This project explores the quality of life across various European countries by comparing countries across various indicators such as GDP, unemployment, underemployment, median income, pollution, average hours worked, percentage of population with low savings, crime, job satisfaction rates, life satisfaction rates and trust in the police, legal system and politics.
The data was drawn from the Eurostat database: https://ec.europa.eu/eurostat/data/database which contains a wide range of statistical data about the EU.
Each of the 18 tables in the database analysed here explores one of the above indicators across 31 EU countries.
The challenge in this project was to:
- join all or some of tables to compare countries' performance; and
- draw interesting insights and conclude which EU country might have the best quality of life overall based on different indicators.
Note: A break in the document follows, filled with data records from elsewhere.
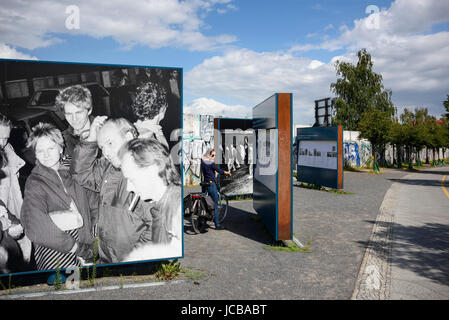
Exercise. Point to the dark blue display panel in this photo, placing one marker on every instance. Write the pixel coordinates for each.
(273, 170)
(320, 156)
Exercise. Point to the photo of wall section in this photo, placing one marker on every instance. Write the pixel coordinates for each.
(235, 153)
(82, 141)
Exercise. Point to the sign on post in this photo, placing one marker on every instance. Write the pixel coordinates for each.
(320, 156)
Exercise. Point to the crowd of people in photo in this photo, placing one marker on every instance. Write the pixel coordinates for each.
(104, 190)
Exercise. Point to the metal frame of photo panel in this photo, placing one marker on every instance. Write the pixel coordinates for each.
(223, 124)
(176, 146)
(332, 178)
(275, 207)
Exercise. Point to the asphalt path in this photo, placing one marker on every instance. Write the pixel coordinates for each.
(238, 263)
(420, 249)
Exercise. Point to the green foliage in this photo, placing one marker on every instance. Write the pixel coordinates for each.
(288, 247)
(358, 89)
(169, 270)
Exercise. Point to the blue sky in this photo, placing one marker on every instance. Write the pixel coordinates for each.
(237, 53)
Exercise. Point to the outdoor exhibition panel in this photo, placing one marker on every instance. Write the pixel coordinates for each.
(150, 100)
(320, 156)
(234, 153)
(272, 183)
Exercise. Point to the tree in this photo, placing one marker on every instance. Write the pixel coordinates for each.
(358, 89)
(375, 126)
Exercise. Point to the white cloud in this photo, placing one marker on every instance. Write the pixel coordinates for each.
(154, 23)
(251, 77)
(215, 108)
(7, 52)
(412, 60)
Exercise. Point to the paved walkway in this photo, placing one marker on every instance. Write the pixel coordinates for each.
(408, 255)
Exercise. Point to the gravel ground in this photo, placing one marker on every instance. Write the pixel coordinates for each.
(236, 264)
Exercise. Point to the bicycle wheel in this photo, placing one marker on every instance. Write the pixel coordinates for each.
(188, 206)
(222, 207)
(199, 217)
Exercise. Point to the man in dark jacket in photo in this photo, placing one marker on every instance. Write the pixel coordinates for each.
(120, 227)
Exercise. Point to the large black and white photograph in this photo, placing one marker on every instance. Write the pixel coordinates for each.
(236, 153)
(90, 164)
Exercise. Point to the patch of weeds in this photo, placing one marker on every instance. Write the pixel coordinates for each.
(321, 188)
(288, 247)
(193, 274)
(168, 271)
(352, 169)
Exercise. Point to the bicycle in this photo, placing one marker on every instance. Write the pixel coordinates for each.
(200, 206)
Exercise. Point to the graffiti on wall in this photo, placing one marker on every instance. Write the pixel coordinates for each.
(357, 153)
(351, 154)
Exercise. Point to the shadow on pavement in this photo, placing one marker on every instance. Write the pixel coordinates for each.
(419, 182)
(240, 222)
(421, 249)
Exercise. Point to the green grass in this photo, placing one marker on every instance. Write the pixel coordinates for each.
(193, 274)
(288, 247)
(320, 188)
(168, 270)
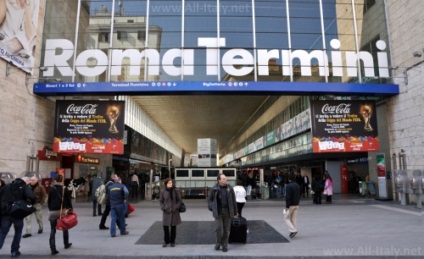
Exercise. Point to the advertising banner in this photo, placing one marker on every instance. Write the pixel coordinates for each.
(18, 32)
(344, 126)
(381, 175)
(92, 127)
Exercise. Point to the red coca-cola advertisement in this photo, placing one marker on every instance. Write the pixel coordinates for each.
(344, 126)
(92, 127)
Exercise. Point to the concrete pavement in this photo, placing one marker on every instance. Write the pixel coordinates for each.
(350, 227)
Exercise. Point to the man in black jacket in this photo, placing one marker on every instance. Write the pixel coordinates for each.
(15, 191)
(292, 204)
(222, 203)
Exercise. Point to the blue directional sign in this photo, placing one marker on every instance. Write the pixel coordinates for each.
(225, 87)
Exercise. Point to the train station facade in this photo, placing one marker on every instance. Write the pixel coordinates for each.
(330, 58)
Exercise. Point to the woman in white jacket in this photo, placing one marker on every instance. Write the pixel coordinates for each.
(240, 193)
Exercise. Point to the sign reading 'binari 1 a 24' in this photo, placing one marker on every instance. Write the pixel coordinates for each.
(235, 62)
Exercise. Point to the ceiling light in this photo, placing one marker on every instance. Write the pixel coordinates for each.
(417, 54)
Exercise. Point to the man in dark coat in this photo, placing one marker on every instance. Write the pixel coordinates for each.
(292, 204)
(222, 203)
(117, 194)
(16, 191)
(170, 203)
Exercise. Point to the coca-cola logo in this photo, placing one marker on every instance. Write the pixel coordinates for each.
(83, 109)
(336, 109)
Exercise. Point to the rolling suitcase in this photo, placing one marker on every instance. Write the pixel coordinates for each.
(238, 232)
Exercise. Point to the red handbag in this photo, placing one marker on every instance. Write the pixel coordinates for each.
(67, 221)
(131, 208)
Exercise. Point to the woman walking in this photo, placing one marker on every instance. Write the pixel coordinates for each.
(59, 198)
(328, 187)
(240, 193)
(170, 202)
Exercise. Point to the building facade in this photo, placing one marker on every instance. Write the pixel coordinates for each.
(366, 42)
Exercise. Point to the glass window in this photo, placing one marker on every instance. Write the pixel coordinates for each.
(197, 173)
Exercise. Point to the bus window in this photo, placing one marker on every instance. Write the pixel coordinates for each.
(229, 173)
(197, 173)
(213, 173)
(181, 173)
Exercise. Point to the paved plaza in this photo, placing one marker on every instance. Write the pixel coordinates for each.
(352, 226)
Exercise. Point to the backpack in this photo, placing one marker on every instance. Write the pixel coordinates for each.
(7, 197)
(101, 195)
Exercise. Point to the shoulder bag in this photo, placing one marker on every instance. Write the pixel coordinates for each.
(68, 219)
(182, 207)
(21, 209)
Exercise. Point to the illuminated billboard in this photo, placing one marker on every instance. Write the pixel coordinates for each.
(344, 126)
(95, 127)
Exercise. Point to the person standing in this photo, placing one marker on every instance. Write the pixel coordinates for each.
(59, 199)
(317, 188)
(96, 184)
(299, 180)
(18, 190)
(134, 186)
(305, 183)
(117, 194)
(328, 187)
(170, 203)
(222, 203)
(240, 193)
(292, 204)
(40, 199)
(106, 212)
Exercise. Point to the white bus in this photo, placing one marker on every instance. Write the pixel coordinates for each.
(194, 182)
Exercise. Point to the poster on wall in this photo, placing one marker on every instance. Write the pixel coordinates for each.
(381, 175)
(18, 32)
(344, 126)
(92, 127)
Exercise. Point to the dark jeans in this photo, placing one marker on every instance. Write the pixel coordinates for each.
(134, 190)
(6, 223)
(117, 215)
(317, 197)
(167, 239)
(99, 208)
(223, 227)
(104, 217)
(52, 239)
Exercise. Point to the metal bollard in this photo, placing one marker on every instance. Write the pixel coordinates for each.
(416, 187)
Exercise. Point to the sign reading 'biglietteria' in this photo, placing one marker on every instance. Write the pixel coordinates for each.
(132, 88)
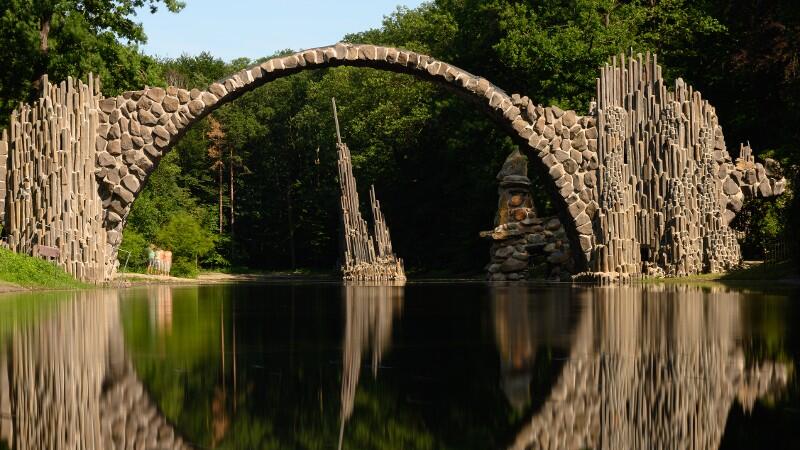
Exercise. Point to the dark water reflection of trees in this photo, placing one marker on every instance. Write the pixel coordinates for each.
(434, 365)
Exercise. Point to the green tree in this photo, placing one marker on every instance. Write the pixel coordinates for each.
(188, 241)
(72, 38)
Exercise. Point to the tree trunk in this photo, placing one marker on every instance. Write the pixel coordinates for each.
(292, 255)
(44, 51)
(230, 166)
(219, 173)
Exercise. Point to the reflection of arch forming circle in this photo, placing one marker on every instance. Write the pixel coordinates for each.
(157, 118)
(644, 182)
(67, 382)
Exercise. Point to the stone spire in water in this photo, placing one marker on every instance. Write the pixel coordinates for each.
(367, 257)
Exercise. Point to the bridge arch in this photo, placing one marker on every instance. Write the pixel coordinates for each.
(137, 128)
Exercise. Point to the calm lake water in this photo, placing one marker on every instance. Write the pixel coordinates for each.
(425, 365)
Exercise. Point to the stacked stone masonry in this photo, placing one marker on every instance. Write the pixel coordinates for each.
(645, 369)
(524, 245)
(49, 189)
(644, 173)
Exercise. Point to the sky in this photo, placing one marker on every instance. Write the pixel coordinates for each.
(253, 29)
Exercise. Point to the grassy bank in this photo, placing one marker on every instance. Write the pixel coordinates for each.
(33, 273)
(781, 272)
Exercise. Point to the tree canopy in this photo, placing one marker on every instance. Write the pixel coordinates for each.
(431, 155)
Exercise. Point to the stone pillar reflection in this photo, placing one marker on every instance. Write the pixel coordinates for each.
(369, 312)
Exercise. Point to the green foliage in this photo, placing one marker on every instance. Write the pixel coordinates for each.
(33, 272)
(72, 38)
(431, 155)
(188, 240)
(134, 249)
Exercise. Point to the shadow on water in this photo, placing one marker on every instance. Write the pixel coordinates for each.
(428, 365)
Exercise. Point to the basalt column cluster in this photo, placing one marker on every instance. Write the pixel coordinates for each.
(48, 186)
(366, 257)
(666, 185)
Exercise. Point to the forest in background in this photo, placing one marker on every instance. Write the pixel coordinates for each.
(254, 185)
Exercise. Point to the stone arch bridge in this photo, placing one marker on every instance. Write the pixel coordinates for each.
(642, 180)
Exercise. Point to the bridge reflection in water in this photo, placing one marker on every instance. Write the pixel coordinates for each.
(643, 367)
(647, 367)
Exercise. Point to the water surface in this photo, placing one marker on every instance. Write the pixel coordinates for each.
(425, 365)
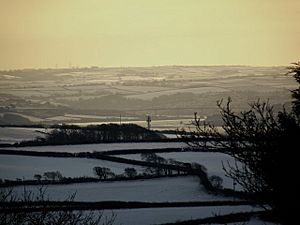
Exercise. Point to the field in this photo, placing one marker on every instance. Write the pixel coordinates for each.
(212, 161)
(170, 94)
(182, 189)
(25, 167)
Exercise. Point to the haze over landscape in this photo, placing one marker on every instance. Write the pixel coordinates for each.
(49, 34)
(109, 111)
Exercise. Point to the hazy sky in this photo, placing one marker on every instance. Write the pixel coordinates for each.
(49, 33)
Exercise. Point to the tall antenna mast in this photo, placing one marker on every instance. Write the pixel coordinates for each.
(148, 121)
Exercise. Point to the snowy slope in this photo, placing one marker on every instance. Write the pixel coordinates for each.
(154, 190)
(24, 167)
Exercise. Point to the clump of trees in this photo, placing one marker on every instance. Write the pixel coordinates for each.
(9, 215)
(72, 134)
(130, 172)
(265, 142)
(103, 172)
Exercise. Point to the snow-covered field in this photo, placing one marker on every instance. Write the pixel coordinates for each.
(103, 147)
(212, 162)
(15, 134)
(173, 189)
(25, 167)
(168, 215)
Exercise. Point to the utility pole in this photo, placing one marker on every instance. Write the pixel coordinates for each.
(148, 121)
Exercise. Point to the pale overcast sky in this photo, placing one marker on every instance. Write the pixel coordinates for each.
(49, 33)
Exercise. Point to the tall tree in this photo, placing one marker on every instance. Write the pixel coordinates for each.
(264, 142)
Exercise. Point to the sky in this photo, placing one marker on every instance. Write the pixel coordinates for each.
(109, 33)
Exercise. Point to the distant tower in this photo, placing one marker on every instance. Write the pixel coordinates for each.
(148, 121)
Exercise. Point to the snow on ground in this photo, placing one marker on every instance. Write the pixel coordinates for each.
(212, 162)
(168, 215)
(24, 167)
(15, 134)
(102, 147)
(154, 190)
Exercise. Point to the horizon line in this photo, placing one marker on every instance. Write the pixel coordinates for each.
(170, 65)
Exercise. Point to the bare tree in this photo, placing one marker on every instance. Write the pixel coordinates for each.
(44, 217)
(264, 142)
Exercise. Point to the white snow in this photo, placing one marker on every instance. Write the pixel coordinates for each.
(102, 147)
(168, 215)
(154, 190)
(211, 161)
(25, 167)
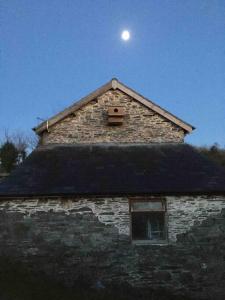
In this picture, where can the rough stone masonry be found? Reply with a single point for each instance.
(89, 124)
(88, 238)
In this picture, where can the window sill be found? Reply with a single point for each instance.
(150, 243)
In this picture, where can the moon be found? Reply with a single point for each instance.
(125, 35)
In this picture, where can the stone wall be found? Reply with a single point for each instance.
(89, 124)
(68, 239)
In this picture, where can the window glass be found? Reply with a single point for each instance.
(148, 220)
(147, 205)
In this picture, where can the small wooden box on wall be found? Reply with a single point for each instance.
(116, 115)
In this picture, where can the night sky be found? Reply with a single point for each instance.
(55, 52)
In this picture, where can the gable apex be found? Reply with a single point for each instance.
(114, 84)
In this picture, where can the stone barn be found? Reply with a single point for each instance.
(113, 195)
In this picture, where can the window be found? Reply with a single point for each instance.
(148, 220)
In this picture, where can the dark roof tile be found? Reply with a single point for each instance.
(114, 170)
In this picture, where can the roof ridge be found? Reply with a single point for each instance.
(114, 83)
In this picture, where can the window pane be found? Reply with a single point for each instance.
(139, 226)
(147, 205)
(148, 226)
(156, 226)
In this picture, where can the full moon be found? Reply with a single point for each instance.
(125, 35)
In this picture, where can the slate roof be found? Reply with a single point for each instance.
(114, 170)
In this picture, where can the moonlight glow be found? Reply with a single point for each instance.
(125, 35)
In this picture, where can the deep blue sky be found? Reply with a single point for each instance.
(54, 52)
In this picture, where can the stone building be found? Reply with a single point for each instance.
(112, 194)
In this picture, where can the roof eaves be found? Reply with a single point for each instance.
(150, 104)
(61, 115)
(113, 84)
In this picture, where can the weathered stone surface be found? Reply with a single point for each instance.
(89, 124)
(72, 238)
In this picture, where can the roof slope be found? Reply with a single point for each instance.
(114, 170)
(113, 84)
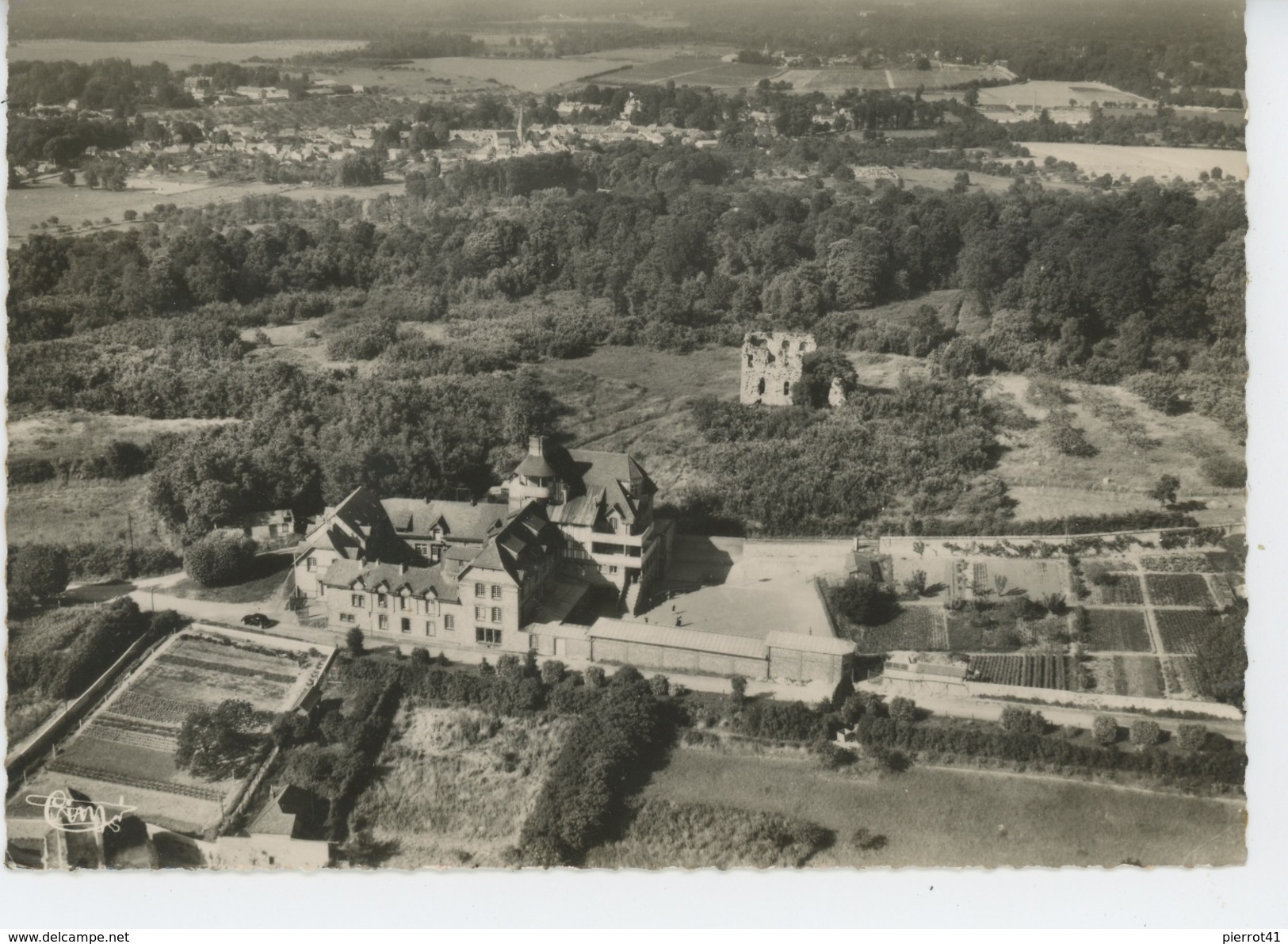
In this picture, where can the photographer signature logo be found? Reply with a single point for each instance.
(70, 814)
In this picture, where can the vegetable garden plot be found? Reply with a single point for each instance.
(1179, 590)
(1030, 671)
(1117, 630)
(1181, 630)
(912, 629)
(1125, 589)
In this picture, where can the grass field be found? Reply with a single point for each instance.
(1117, 630)
(82, 510)
(1050, 484)
(1183, 629)
(264, 585)
(957, 818)
(911, 629)
(128, 747)
(34, 204)
(1179, 590)
(174, 53)
(692, 70)
(1139, 161)
(455, 785)
(75, 433)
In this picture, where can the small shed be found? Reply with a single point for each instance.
(801, 657)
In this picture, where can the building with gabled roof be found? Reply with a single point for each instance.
(603, 505)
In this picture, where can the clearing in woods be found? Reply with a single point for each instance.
(954, 818)
(455, 785)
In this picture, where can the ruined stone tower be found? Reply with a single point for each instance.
(772, 366)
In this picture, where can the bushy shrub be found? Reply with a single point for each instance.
(1022, 720)
(37, 572)
(1191, 737)
(607, 752)
(220, 559)
(1106, 729)
(1158, 391)
(1067, 438)
(1145, 733)
(903, 709)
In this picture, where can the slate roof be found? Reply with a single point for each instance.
(357, 527)
(281, 816)
(418, 579)
(463, 521)
(803, 641)
(678, 638)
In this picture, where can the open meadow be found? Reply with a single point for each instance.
(1139, 161)
(1133, 445)
(177, 55)
(457, 785)
(956, 818)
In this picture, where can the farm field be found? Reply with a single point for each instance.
(1183, 629)
(1139, 161)
(1127, 675)
(75, 433)
(1030, 671)
(82, 510)
(174, 53)
(692, 70)
(1178, 590)
(1117, 630)
(950, 818)
(1125, 590)
(128, 746)
(34, 204)
(455, 785)
(1053, 94)
(912, 629)
(1050, 484)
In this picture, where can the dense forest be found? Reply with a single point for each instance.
(670, 247)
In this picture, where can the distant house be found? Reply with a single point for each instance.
(269, 526)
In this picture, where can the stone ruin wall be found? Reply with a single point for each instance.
(772, 364)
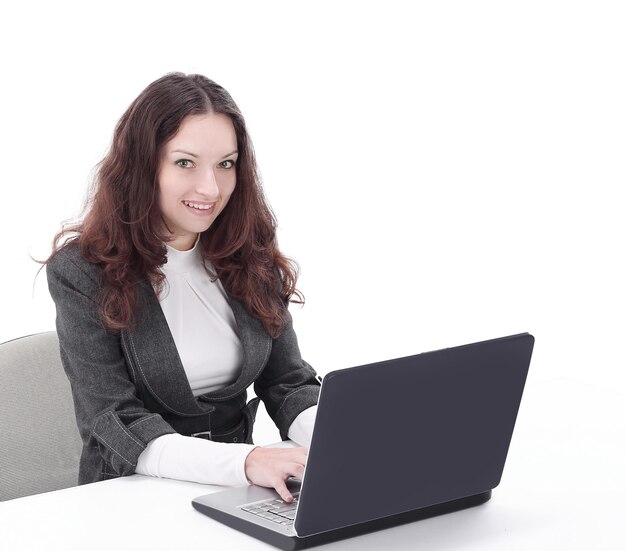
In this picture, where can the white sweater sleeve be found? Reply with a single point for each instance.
(301, 430)
(198, 460)
(195, 459)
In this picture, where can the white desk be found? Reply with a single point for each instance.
(564, 487)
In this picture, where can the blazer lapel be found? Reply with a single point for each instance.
(159, 365)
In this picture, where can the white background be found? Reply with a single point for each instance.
(443, 172)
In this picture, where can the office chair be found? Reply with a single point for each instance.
(39, 442)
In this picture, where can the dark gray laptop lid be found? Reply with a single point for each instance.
(412, 432)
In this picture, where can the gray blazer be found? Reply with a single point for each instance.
(131, 388)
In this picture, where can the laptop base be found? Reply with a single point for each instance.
(294, 542)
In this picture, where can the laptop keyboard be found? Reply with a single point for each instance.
(276, 510)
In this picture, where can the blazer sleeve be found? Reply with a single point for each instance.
(109, 414)
(288, 385)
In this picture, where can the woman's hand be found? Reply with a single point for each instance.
(270, 467)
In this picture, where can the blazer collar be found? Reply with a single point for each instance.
(159, 365)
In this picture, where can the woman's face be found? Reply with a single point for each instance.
(197, 176)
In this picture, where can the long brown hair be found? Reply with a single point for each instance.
(123, 230)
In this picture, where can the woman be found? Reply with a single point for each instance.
(171, 299)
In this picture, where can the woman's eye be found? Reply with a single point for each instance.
(231, 165)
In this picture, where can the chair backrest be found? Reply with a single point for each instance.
(39, 441)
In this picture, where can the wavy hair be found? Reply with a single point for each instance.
(122, 229)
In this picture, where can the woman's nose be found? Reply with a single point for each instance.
(207, 185)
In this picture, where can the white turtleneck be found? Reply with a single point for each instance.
(205, 333)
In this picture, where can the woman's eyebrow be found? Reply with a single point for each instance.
(194, 155)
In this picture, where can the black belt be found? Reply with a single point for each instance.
(236, 434)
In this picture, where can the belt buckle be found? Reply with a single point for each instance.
(208, 432)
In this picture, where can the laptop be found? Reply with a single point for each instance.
(393, 442)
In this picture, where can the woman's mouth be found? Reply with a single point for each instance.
(200, 209)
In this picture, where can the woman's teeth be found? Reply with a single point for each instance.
(197, 206)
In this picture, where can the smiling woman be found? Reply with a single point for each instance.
(192, 193)
(171, 298)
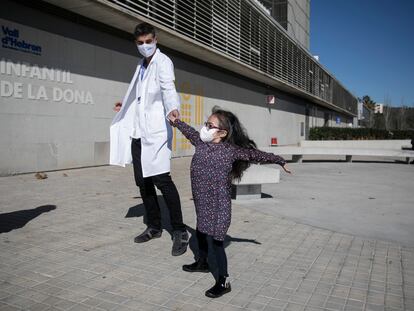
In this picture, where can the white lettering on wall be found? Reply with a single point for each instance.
(40, 92)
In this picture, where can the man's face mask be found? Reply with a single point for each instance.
(147, 46)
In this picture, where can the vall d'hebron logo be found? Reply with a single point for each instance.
(11, 40)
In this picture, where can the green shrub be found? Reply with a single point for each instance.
(343, 133)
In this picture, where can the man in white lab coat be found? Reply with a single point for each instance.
(141, 134)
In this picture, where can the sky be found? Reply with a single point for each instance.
(368, 45)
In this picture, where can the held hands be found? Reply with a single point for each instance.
(173, 115)
(286, 169)
(117, 106)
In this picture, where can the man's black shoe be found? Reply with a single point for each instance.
(180, 243)
(200, 265)
(222, 287)
(147, 235)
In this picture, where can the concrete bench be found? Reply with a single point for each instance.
(250, 185)
(298, 152)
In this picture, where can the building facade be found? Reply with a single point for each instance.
(63, 69)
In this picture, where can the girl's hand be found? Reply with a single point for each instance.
(117, 106)
(286, 169)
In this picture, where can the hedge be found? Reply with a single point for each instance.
(343, 133)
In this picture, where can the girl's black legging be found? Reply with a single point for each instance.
(219, 252)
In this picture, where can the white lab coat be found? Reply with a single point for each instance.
(158, 98)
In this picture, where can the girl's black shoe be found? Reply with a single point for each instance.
(200, 265)
(222, 287)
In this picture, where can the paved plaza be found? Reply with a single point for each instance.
(333, 236)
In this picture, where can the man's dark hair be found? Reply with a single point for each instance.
(144, 29)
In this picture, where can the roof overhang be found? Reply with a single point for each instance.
(115, 16)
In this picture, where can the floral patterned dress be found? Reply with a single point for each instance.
(211, 179)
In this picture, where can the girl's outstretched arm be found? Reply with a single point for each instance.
(189, 132)
(257, 156)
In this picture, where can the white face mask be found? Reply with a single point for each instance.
(207, 135)
(147, 50)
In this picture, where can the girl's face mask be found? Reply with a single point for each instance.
(207, 135)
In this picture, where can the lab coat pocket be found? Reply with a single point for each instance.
(155, 122)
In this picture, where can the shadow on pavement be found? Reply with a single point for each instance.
(139, 211)
(18, 219)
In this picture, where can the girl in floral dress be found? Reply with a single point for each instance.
(223, 151)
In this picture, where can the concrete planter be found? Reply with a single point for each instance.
(360, 144)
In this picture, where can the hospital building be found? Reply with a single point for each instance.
(64, 63)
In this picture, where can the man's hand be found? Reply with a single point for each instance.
(173, 115)
(117, 106)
This project demonstrates the following key data analysis techniques:
- import data from a Postgres databse into python for analysis with pandas;
- use the SQLAlchemy python toolkit to pass data from csv files onto the Postgres database;
- query the Postgres database with Python's pandas and SQL;
- advanced querying with SQL using joins, filtering, basic subqueries, aggregate functions, correlated and nested subqueries;
- perform exploratory data analysis;
- visualise data using matplotlib & seaborn (with bar charts, scatter plots, regplots, lmplots & pair plots);and
- use Tableau to visualise data and gain key insights.